We look at what the Queen’s Speech means for schools, education and life chances.

1. Education for All Bill

  • A continued commitment to a fully academised system, as we predicted last week, including seeking powers for academisation in poorly performing local authority areas or where the local authority is no longer viable and removing the school improvement role of local authorities.
  • Reforms to ‘Alternative Provision’ for excluded pupils, making schools responsible for finding the right provider for their excluded pupils and making them responsible for their education.
  • Changes to technical education through strengthening the role of employers and creating clearer routes to skilled employment. We will be looking at this in a Report due to be published in November, including an analysis of the pathways and flexibility between technical and academic education.

2. Soft Drinks Industry Levy Bill

  • As expected, the Levy has the explicit aim of supporting sport provision, extensions of the school day, and breakfast clubs.
  • How much money this will raise will come down to consumer behaviour, making it a potentially unreliable funding source. It will therefore be important to see whether or not the money available to schools will be dependent on the amount the Levy raised. More information can be found in our Budget 2016 briefing.

3. National Citizen Service Bill

  • This Bill creates a new duty on all secondary schools to promote the NCS to children and parents.
  • It is however the case that the NCS includes a high proportion of kids from poorer backgrounds, with 23% of participants being in receipt of Free School Meals, compared with 14% of the general population.

4. Higher Education and Research Bill

  • This will deliver on the proposals in this week’s White Paper, opening up the market to new provision, promoting flexibility in the awarding of degrees and design of courses, and cementing the role of the Teaching Excellence Framework.
  • The Government is increasingly financially exposed to the future earnings of students following tuition fee reforms at a time when the OECD estimates 7% of graduates have low basic skills.

5. Prison and Courts Reform Bill

  • This planned new requirement on prisons to produce statistics on prisoner education, reoffending and employment on release supports the conclusion in our report on Prison Education in March this year which called for a standard set of measures for all prisons focused on educational progress and employment outcomes.
  • The creation of new ‘Reform Prisons’ where prison governors have autonomy to deliver their own education offer and appoint their own Boards  follows the recommendations of the Coates Review released today, which gives us more detail about what these reform prisons would look like in practice.
  • Better support for mental health in prisons will be welcome but it will be important for it to include the Youth Justice System given the prevalence of mental health need in those settings.

6. Life Chances Strategy

  •  Following the Prime Minister’s speech in January, the Government reconfirms its ambition of publishing a new Life Chances Strategy, which will include new indicators on the causes of poverty.

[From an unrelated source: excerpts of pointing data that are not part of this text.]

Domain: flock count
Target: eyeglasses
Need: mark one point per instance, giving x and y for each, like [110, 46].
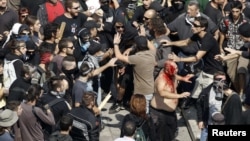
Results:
[146, 18]
[71, 47]
[196, 25]
[119, 27]
[76, 8]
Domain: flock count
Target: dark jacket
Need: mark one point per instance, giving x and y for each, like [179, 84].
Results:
[202, 105]
[147, 127]
[86, 126]
[57, 136]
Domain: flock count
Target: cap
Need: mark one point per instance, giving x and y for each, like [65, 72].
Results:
[141, 42]
[244, 30]
[156, 6]
[218, 118]
[91, 24]
[8, 118]
[94, 47]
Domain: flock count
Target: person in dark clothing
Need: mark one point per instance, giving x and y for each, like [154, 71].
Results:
[18, 51]
[20, 85]
[139, 116]
[86, 120]
[57, 90]
[72, 17]
[232, 108]
[32, 5]
[65, 126]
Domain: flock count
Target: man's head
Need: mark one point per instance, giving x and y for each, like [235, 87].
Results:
[129, 128]
[18, 47]
[157, 26]
[146, 3]
[69, 65]
[86, 68]
[105, 5]
[92, 26]
[27, 71]
[199, 24]
[3, 5]
[72, 7]
[148, 15]
[51, 30]
[141, 43]
[170, 68]
[236, 10]
[193, 8]
[66, 123]
[89, 99]
[66, 46]
[244, 31]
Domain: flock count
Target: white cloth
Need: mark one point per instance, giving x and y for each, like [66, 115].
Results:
[125, 139]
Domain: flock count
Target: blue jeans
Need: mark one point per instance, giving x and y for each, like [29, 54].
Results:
[203, 134]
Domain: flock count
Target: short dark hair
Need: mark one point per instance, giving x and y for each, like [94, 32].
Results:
[129, 128]
[203, 21]
[33, 92]
[48, 29]
[88, 97]
[65, 123]
[63, 43]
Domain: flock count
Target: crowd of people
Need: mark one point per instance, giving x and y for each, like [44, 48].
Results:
[58, 58]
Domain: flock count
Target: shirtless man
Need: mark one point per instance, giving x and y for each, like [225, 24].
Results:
[165, 101]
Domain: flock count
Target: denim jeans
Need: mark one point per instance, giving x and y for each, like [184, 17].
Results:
[204, 134]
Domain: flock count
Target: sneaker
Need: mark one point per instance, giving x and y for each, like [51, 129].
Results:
[114, 109]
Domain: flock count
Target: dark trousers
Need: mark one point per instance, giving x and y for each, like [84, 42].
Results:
[165, 124]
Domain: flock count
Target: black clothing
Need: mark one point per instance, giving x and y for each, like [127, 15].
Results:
[59, 109]
[32, 5]
[147, 127]
[18, 65]
[18, 89]
[139, 14]
[210, 45]
[84, 119]
[232, 110]
[165, 124]
[246, 117]
[202, 105]
[73, 24]
[214, 14]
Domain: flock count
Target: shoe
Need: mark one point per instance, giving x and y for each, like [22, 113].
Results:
[114, 109]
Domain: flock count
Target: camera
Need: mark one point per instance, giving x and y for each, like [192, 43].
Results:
[219, 87]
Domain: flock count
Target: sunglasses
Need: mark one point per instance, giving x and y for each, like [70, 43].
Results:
[119, 27]
[105, 2]
[76, 8]
[71, 47]
[196, 25]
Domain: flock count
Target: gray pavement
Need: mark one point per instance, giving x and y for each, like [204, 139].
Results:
[113, 122]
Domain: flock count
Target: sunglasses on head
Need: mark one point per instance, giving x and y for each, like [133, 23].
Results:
[76, 8]
[119, 27]
[72, 47]
[196, 25]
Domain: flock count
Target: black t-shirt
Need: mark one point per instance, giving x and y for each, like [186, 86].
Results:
[72, 24]
[211, 46]
[214, 14]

7. Children and Social Work Bill

  • A new duty on local authorities and schools to publish services and standards for care leavers
  • Improvements to the social work profession through new standards and a new specialist regulator.

8. The Neighbourhood Planning and Infrastructure Bill

  • The Bill has the stated aim of strengthening neighbourhood planning and give even more power to local people, but also tackle the over-use of planning conditions.
  • With local support for new building projects often a barrier to development, these measures might have a range of impacts on new school or school building improvement proposals.

9. The Local Growth and Jobs Bill

  • This Bill will give councils more powers to adjust and retain the receipts of business rates.
  • Following the Government’s call of last year for local authorities to offer discounts to the childcare sector, these further freedoms could open up more opportunities or competition for premises from other businesses.